Probability problem involving geometric distribution and expected value

Question

We're given the following problem:

"An experiment is conducted until it results in success: the first step has probability $\frac{1}{2}$ to be successful, the second step (only conducted if the first step had no success) has probability $\frac{1}{3}$ to be successful, the third step (only conducted if the first two steps had no success) has probability $\frac{1}{4}$ to be successful : if none of the steps were successful, we repeat the experiment until success is achieved. Assuming the first step has cost $2$, and the second step as well as the third step have cost $1$, what is the overall cost until success ? "

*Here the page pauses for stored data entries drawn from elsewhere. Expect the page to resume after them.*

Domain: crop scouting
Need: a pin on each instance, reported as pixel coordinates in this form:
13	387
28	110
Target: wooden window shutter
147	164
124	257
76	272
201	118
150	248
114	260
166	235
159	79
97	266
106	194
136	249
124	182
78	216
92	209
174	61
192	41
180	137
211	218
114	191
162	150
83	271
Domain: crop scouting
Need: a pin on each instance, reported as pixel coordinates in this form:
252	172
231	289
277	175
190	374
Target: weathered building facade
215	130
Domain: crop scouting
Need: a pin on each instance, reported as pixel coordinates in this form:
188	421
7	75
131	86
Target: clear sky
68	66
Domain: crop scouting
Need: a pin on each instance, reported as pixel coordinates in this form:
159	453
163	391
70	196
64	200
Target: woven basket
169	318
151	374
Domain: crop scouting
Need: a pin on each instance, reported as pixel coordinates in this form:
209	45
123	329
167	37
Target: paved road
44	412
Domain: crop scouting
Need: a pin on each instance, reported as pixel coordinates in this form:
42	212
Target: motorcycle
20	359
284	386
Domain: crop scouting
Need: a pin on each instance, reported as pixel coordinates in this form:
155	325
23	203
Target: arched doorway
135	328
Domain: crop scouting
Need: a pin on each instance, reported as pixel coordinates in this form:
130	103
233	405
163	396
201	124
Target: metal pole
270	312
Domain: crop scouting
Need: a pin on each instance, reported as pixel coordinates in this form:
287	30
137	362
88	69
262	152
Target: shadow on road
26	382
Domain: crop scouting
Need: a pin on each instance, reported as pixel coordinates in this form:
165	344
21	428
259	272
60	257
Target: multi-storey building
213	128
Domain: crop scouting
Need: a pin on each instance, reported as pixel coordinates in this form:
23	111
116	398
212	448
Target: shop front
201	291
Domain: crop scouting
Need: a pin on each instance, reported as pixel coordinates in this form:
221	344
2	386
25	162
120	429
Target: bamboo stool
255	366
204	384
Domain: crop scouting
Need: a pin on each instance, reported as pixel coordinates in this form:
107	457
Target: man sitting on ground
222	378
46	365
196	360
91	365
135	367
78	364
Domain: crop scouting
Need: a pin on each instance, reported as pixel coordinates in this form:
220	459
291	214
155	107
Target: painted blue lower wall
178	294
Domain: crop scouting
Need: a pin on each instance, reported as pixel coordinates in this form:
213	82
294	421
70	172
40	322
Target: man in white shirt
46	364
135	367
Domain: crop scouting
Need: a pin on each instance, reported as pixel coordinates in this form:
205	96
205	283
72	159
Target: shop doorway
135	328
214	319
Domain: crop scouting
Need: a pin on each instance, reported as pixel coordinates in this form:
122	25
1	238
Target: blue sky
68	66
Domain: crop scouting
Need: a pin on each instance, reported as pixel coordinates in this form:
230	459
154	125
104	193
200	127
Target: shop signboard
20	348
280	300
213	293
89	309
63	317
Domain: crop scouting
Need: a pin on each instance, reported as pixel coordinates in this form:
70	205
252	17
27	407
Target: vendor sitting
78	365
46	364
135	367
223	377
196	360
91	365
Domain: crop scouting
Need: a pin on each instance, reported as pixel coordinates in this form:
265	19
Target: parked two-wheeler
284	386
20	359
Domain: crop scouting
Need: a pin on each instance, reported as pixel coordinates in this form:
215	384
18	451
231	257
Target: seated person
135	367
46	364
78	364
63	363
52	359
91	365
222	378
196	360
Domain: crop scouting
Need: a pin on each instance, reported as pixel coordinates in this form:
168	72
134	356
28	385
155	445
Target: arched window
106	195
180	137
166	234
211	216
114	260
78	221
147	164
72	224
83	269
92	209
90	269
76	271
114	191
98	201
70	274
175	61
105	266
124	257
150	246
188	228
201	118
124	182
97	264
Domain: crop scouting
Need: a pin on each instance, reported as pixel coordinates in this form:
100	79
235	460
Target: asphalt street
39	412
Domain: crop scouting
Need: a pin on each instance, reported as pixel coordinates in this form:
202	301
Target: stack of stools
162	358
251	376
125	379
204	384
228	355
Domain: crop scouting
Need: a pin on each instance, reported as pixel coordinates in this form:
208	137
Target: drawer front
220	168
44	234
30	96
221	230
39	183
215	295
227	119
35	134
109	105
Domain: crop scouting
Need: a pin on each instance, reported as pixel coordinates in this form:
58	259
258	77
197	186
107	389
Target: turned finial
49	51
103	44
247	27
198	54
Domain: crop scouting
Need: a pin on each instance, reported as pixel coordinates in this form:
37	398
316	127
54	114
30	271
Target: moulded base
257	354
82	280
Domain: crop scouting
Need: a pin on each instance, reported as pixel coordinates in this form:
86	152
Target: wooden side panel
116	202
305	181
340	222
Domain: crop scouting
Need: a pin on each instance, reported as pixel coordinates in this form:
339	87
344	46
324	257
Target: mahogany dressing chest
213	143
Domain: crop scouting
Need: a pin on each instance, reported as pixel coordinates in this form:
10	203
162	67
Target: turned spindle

Here's my approach. Let $X$ be the random variable the counts the number of steps required to achieve success. Thus giving me: $$P(X=1) = \frac{1}{2} \\ P(X=2)=\frac{1}{2} \cdot \frac{1}{3} = \frac{1}{6} \\ P(X=3) = \frac{1}{2} \cdot \frac{5}{6} \cdot \frac{1}{4} = \frac{5}{48} $$

Now, to compute the expected cost, I did the following: $$E(X) = 2 \cdot 1 \cdot P(X=1) + 1 \cdot 2 \cdot P(X=2) + 1 \cdot 3 \ P(X=3)$$ (where the first coeffeicient of each term of the sum is the cost of each step). This gave me $\frac{79}{48}$ , which is far from the correct answer.

So, I do not understand what I did wrong (I guess there must be a problem with my reasoning), and I do not know how to find the correct result (which is $\frac{34}{9}$).

Answer 1

From my reading of the question (though I can see where you may have interpreted differently), your random variable $X$ can take on values greater than $3$. If all 3 first steps fail, we precede to a 4th step which is a repetition of the first step. Thus, e.g., if $X=4$, the cost will be $2+1+1+2=6$. You must take into account that $X$ can be any natural number.

To fix this, let $Y$ be the cost, and take your equation $$E(Y) = 2 \cdot 1 \cdot P(X=1) + 1 \cdot 2 \cdot P(X=2) + 1 \cdot 3 \ P(X=3)$$ and modify it to $$E(Y) = 2 \cdot P(X=1) + 3 \cdot P(X=2) + 4 \cdot \ P(X=3) + q(4+E(Y))$$ where $q = \frac12\cdot\frac23\cdot\frac34$ is the probability of failure on all three steps, and the $(4+E(Y))$ comes from the fact that if we fail the three steps, we are back where we started, plus we have already spent a cost of $4$. (I have also modified the coefficients as per lulu's comment.)

Answer 2

Let $\mu_{0}$ denote the expectation of the cost of the steps yet to be done if no steps have been made.

Let $\mu_{1}$ denote the expectation of the cost of the steps yet to be done if step 1 has been made without success.

Let $\mu_{2}$ denote the expectation of the cost of the steps yet to be done if step 1 and step 2 have been made without success.

Then we have the following equalities.

$\mu_{0}=\frac{1}{2}2+\frac{1}{2}\left[2+\mu_{1}\right]=2+\frac{1}{2}\mu_{1}$

$\mu_{1}=\frac{1}{3}1+\frac{2}{3}\left[1+\mu_{2}\right]=1+\frac{2}{3}\mu_{2}$

$\mu_{2}=\frac{1}{4}1+\frac{3}{4}\left[1+\mu_{0}\right]=1+\frac{3}{4}\mu_{0}$

Then:$$\mu_0=2+\frac12\left[1+\frac23\left[1+\frac34\mu_0\right]\right]$$

The solution of this equality is: $$\mu_0=\frac{34}9$$